The authors wish to thank Lorne Cummings for his support of this work, John Dumay for providing helpful comments, anonymous journal reviewers and the delegates at the 6th Australasian Conference on Social and Environmental Accounting for providing feedback and advice.

Disclosure statement

No potential conflict of interest was reported by the authors.

Notes

1. Currently, the NSW threshold is $1000, while the AEC threshold is $10,000 indexed to inflation and will be $13,200 over the 2016/2017 financial year.

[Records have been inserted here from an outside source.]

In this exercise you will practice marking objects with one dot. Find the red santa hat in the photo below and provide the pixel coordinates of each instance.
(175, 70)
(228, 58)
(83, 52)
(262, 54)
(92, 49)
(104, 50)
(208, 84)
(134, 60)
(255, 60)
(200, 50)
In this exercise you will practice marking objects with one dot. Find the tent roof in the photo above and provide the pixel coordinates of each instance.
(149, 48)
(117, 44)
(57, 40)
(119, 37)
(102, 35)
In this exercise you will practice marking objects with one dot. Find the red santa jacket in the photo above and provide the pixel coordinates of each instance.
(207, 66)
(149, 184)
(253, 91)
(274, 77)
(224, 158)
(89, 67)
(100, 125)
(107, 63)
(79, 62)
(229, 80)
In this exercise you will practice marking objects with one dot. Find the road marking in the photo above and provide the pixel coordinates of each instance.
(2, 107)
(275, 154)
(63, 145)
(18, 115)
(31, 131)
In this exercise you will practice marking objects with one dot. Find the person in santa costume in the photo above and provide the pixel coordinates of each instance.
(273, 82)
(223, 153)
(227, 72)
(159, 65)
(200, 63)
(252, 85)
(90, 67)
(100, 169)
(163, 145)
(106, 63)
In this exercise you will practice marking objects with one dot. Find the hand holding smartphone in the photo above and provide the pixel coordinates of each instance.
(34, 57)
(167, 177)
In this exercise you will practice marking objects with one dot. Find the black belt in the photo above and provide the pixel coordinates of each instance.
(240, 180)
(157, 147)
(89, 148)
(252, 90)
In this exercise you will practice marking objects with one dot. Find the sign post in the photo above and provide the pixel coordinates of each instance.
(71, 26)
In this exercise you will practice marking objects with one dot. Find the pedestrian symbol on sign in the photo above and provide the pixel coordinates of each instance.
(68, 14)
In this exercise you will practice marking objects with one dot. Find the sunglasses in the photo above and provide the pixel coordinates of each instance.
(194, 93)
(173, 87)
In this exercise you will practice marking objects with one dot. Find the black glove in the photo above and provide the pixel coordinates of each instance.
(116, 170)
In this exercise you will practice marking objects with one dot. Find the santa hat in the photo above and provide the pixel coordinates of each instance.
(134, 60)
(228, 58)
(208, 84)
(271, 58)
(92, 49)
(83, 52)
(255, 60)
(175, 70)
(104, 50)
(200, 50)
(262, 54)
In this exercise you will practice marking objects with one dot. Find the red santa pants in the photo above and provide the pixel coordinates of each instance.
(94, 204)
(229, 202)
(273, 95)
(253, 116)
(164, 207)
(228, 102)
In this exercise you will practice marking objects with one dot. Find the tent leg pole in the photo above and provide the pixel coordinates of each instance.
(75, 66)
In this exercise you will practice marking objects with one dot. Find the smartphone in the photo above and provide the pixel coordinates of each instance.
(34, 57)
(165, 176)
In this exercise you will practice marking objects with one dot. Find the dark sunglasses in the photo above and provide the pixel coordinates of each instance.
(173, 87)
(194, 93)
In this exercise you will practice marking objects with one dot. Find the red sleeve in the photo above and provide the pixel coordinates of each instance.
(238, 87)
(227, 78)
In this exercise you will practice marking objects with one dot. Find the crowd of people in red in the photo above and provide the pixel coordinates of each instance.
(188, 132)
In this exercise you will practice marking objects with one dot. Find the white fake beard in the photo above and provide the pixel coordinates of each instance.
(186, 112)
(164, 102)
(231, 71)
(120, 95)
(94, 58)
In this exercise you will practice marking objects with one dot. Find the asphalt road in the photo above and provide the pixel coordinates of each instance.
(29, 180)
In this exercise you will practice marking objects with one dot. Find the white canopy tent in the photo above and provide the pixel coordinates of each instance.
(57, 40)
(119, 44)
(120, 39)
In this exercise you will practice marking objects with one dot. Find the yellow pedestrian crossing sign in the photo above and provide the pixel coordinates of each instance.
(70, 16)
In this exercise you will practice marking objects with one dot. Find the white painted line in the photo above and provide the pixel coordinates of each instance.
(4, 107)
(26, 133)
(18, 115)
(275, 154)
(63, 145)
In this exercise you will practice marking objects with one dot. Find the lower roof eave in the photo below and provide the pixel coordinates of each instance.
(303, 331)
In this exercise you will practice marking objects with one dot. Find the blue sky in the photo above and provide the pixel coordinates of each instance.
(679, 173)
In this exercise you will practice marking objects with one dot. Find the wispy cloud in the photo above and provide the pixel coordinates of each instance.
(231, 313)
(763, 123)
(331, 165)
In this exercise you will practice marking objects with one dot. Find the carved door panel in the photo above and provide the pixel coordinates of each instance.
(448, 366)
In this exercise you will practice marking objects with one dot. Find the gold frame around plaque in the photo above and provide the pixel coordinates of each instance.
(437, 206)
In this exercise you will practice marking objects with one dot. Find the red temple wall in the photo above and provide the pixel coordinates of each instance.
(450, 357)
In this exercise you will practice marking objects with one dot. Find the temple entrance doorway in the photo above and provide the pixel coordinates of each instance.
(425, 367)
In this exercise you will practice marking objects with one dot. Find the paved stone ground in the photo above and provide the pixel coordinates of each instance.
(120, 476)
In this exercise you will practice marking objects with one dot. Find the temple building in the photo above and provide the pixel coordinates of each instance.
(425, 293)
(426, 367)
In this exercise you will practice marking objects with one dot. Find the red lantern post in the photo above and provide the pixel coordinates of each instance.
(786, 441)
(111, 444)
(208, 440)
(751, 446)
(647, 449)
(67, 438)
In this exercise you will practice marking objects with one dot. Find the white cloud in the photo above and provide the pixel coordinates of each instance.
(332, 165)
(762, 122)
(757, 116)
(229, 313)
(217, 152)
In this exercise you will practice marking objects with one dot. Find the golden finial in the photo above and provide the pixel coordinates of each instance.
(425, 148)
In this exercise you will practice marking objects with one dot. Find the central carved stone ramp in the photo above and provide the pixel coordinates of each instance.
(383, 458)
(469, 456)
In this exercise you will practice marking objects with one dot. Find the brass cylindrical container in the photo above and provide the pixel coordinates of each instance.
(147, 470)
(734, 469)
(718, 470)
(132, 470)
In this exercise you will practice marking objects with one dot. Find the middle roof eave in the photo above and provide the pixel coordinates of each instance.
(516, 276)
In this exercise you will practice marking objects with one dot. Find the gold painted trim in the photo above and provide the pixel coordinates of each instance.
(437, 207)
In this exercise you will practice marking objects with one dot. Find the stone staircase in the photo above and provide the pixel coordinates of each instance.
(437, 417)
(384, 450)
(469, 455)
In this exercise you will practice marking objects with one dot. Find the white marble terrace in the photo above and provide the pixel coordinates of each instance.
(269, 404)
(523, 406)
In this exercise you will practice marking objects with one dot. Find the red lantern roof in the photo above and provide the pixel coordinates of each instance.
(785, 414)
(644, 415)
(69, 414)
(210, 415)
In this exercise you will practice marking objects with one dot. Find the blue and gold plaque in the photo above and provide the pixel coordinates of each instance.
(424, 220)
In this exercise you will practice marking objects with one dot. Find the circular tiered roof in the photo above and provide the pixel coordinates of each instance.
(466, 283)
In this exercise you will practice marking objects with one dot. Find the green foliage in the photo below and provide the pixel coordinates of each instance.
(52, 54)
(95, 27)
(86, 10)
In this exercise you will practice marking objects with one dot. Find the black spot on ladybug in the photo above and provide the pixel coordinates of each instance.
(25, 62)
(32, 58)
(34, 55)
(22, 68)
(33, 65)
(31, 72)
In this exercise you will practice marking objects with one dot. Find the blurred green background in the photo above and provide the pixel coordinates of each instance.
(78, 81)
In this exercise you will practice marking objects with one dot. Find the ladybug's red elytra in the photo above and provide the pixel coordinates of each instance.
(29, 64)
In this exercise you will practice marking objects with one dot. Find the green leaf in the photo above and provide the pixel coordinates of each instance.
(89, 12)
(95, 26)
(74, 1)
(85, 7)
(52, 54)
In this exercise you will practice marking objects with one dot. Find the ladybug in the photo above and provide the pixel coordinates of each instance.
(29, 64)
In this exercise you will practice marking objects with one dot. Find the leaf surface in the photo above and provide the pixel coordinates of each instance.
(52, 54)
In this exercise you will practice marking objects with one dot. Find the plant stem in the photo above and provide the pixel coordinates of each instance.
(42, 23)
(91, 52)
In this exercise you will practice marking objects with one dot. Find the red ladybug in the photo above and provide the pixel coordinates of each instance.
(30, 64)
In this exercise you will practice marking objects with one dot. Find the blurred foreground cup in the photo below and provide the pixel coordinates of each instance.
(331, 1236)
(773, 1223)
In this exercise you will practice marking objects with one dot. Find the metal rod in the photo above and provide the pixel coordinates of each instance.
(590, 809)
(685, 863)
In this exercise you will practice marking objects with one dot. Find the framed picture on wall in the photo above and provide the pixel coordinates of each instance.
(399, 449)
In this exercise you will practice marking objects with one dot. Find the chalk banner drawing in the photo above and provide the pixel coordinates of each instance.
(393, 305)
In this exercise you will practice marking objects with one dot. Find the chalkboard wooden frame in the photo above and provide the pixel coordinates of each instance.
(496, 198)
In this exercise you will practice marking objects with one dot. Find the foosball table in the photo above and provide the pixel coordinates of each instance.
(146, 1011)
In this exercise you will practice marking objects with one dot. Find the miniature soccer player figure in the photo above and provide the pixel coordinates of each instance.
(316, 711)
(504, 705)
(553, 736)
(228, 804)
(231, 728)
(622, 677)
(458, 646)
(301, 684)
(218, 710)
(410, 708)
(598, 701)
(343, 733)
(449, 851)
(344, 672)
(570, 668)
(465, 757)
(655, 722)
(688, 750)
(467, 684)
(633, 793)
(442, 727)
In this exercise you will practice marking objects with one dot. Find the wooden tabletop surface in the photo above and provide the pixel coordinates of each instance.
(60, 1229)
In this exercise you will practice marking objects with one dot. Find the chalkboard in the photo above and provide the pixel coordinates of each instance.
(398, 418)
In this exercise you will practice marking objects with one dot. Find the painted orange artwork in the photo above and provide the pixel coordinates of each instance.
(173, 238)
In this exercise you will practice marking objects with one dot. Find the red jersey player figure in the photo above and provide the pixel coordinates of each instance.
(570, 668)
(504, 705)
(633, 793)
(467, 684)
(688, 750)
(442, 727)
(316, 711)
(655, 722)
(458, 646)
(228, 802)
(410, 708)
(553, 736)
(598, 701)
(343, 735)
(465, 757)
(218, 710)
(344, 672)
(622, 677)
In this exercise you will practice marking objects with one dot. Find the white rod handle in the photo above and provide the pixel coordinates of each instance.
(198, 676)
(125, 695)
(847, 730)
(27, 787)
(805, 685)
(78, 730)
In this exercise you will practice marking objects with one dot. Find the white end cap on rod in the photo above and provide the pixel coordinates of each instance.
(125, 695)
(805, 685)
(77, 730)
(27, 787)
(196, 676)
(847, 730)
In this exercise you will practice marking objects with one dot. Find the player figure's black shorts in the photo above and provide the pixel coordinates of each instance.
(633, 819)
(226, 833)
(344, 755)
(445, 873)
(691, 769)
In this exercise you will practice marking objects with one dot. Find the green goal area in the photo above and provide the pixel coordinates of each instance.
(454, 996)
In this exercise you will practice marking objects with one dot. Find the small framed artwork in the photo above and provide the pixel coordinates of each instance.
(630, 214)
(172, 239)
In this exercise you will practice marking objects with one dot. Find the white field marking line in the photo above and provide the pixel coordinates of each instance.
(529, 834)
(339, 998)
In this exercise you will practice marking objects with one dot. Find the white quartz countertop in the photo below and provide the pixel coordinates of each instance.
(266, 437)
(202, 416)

2. The Wollongong ‘sex for development’ scandal was caused by the discovery that a town planner used her position to gain approval for a development application that did not comply with the relevant standard (Independent Commission Against Corruption Citation2008). This was made all the more scandalous due to the fact that the application was lodged by a person with whom she was in a relationship, meaning there was a clear conflict of interest. The Port Macquarie-Hastings scandal occurred because the cost of a community centre was tens of millions higher than was anticipated (ABC News Citation2008). This particular scandal has had more to do with incompetence than corruption.

3. The Inquiry received 189 submissions, but 8 were not publically available.

4. Appendix 2 provides further details on common submission themes.

5. Six SCEPPF submissions did request a higher disclosure threshold, possibly out of the belief that compared to how much major political parties earn, $1000 donations are too trivial to be worth disclosing. Interestingly, no Green Paper submission recommended increasing the disclosure threshold, suggesting that a threshold of $10,000 indexed to inflation is high enough.